The Health Claim Veracity Prediction API is a robust machine learning system designed to verify the accuracy of health-related claims. This project aims to address the growing prevalence of misinformation, particularly in the health sector. By leveraging advanced Natural Language Processing (NLP) models, the API evaluates the veracity of a given health claim and classifies it into categories such as “True,” “False,” “Mixture,” or “Unproven.” The API is structured to be highly scalable, containerized using Docker, and deployable on Kubernetes, enabling reliable performance and ease of integration into various applications.
The objective of this project is to build an end-to-end MLOps pipeline for a public health claim verification service. This includes data ingestion, model training, API creation, and deployment in a scalable environment, with monitoring and retraining capabilities.
The pipeline comprises the following stages:
- Data Collection
- Data Processing
- Model Selection
- Training, Evaluation, and Optimization
- Deployment
- Monitoring and Updates
pip install -r requirements.txt
The dataset used for this project is health-related claim data from publicly available resources. processed to ensure consistency, relevance, and suitability for model training. Key preprocessing steps include:
- Text normalization, tokenization, and stop-word removal.
- Creation of training, validation, and test datasets.
- Exploration of feature engineering techniques to enhance model inputs.
Script: ingest.py
This script downloads the data and saves it in a user-defined folder (default is data/
).

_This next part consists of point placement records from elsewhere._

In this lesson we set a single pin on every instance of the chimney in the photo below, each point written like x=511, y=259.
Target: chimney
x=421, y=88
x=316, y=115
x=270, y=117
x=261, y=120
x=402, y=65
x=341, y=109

The following command demonstrates how to run the script:
python ingest.py --output_dir data/
After data collection, the next step is to process it for model training. This step involves cleaning, tokenizing, and formatting the data for compatibility with transformer models.
Script: prepare.py
This script processes the ingested data, saving the output in a format ready for training.
python prepare.py --input_dir data/ --output_dir processed_data/
EDA provides insights into the data distribution, helping identify patterns, anomalies, and potential areas for feature engineering. Below are some visualizations derived during the EDA phase:
- Class Length Distribution
- Claim Length Distribution
- Sentiment Level
For this task, we explored several pre-trained models fine-tuned for health claim veracity prediction on Hugging Face, including:
- DistilBERT - Fine-tuned for health claims
- Longformer - Health Fact
- BigBird - Health Fact
Model Comparison:
- Longformer: Handles longer text sequences, suitable for verbose health claims. However, it is resource-intensive.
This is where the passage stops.